A Catholic church with 2,600 Sunday worshippers is protesting plans for a nearby Costco-anchored retail center off Interstate 77, Exit 35, in Mooresville.

The project would devastate the middle-class communities along Talbert Road near the site, Father Vince Curtin, pastor of St. Therese Catholic Church, said in a letter to Mayor Miles Atkins and the Mooresville Board of Commissioners.

“I believe if this shopping center is built there, the neighborhood of homes on Talbert Road will dwindle to a shadow of itself because it will be boxed in on the Talbert side by Costco and in a few years on the Brawley School (Road) side by a four-lane divided road,” Curtin wrote. “This decline would be tragic for the middle-class families who live there.”

The commissioners on Monday are scheduled to hold a public hearing and then vote on a rezoning needed by the proposed 41-acre Brawley Crossing retail center. Academy Sports + Outdoors would be the center’s second, smaller anchor.
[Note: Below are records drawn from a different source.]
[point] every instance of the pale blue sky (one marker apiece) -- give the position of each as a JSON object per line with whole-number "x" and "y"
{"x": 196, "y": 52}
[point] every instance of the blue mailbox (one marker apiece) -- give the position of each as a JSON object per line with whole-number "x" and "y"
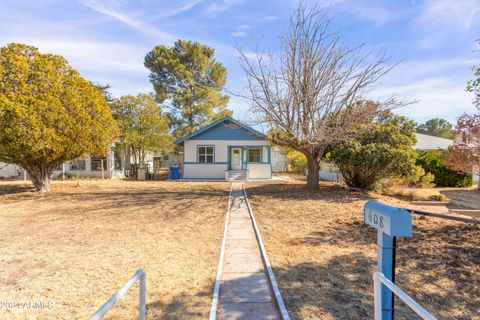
{"x": 174, "y": 173}
{"x": 390, "y": 222}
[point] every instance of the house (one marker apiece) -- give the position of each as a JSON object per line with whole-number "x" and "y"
{"x": 91, "y": 166}
{"x": 226, "y": 149}
{"x": 430, "y": 143}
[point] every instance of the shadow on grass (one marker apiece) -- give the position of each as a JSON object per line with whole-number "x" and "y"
{"x": 6, "y": 189}
{"x": 295, "y": 191}
{"x": 341, "y": 288}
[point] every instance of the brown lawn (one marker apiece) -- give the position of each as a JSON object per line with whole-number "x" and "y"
{"x": 76, "y": 246}
{"x": 324, "y": 256}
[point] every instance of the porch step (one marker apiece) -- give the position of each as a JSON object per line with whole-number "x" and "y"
{"x": 233, "y": 175}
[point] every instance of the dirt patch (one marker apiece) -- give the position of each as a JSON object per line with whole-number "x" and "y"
{"x": 76, "y": 246}
{"x": 324, "y": 256}
{"x": 465, "y": 198}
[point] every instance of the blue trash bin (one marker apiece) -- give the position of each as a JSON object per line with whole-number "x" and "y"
{"x": 174, "y": 173}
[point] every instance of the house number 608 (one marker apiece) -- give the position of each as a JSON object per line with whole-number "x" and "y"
{"x": 377, "y": 220}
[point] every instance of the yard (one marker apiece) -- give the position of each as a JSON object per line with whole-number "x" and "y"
{"x": 324, "y": 256}
{"x": 76, "y": 246}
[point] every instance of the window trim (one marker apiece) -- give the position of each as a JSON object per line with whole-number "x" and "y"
{"x": 260, "y": 154}
{"x": 206, "y": 154}
{"x": 105, "y": 165}
{"x": 75, "y": 162}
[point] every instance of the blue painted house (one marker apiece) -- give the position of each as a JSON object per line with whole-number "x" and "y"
{"x": 226, "y": 149}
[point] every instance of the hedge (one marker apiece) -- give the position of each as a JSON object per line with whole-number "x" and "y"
{"x": 432, "y": 161}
The site also would include six outparcels for restaurants and other retailers.

Curtin said the project would violate a prohibition against “large box” retailers in the town’s Brawley School Small Area Plan.

“That report rightly puts emphasis on preserving the residential nature of the Talbert Road area where about 750 people live,” Curtin wrote. “The fact that the proposed shopping center would have entrances and exits only on Talbert Road makes such a violation of the norm even more threatening to the future of the neighborhood.”

No ordinance, however, prohibits big box retail at the exit, Town Manager Erskine Smith said Tuesday.

The 2009 Brawley School Small Area Plan did say highway-oriented retail uses associated with the N.C. 150 corridor a mile to the north should be prohibited, Smith said.

But commissioners amended the plan in 2010 because of Exit 35’s construction to say such uses “should be prohibited within the study area or limited to Exit 35.”

“The confusion has arisen because the Brawley School Small Area Plan on the (town’s) website was the original plan and NOT the updated plan for 2010,” Smith wrote in an email to the Observer.

“The intent of the town has all along been to limit the intensity of development along Brawley School from Williamson Road to U.S. 21. However, it did leave the door open for larger, more intense development at the intersection of Williamson and Brawley or Exit 35,” Smith said.

Curtin also said a traffic study presented by project consultants to the Mooresville Planning Board in February offered only the off-peak hours of 11 a.m.-2 p.m. Wednesday and Saturday.

“Check out that intersection during rush hour from 4 to 8 p.m. Monday and Friday and you will see already traffic jams at Brawley School Road and Talbert Road,” Curtin wrote. “Come Sunday from 9 a.m. to 6 p.m., when over a thousand cars are coming through that intersection from all four directions to attend services at St. Therese, so you can see what potential traffic tie-ups shoppers to Costco would add to the mix.”

The Planning Board voted 5-3 to recommend the 41 acres be rezoned. A majority sided with town planning staff, who said the town’s Comprehensive Land Use Plan and Brawley School Road Small Area Plan indicate the land is more suited for retail and commercial businesses because it’s so close to the interstate.

Members of St. Therese – the fourth largest church in the Roman Catholic Diocese of Charlotte – also expressed concerns to him about the sale of guns at the Academy Sports + Outdoors, Curtin wrote. The store would be less than 1,000 yards from the church, which is on Brawley School Road just east of Talbert.

Curtin said St. Therese has been in Mooresville since its founding in 1946 by members of the Mack family on North Main Street. The church moved to its current site in 1988. Last year, it dedicated a 1,200-seat sanctuary.

“The problems the proposed Costco shopping center would create would also hamper very much the church’s well respected mission to the Mooresville community, and thereby would be going against the (Brawley School Road Small Area Plan’s) recommendation to preserve uses such as churches along the Brawley School Road corridor,” Curtin wrote.

A Costco spokeswoman said Tuesday the company does not comment on specific locations.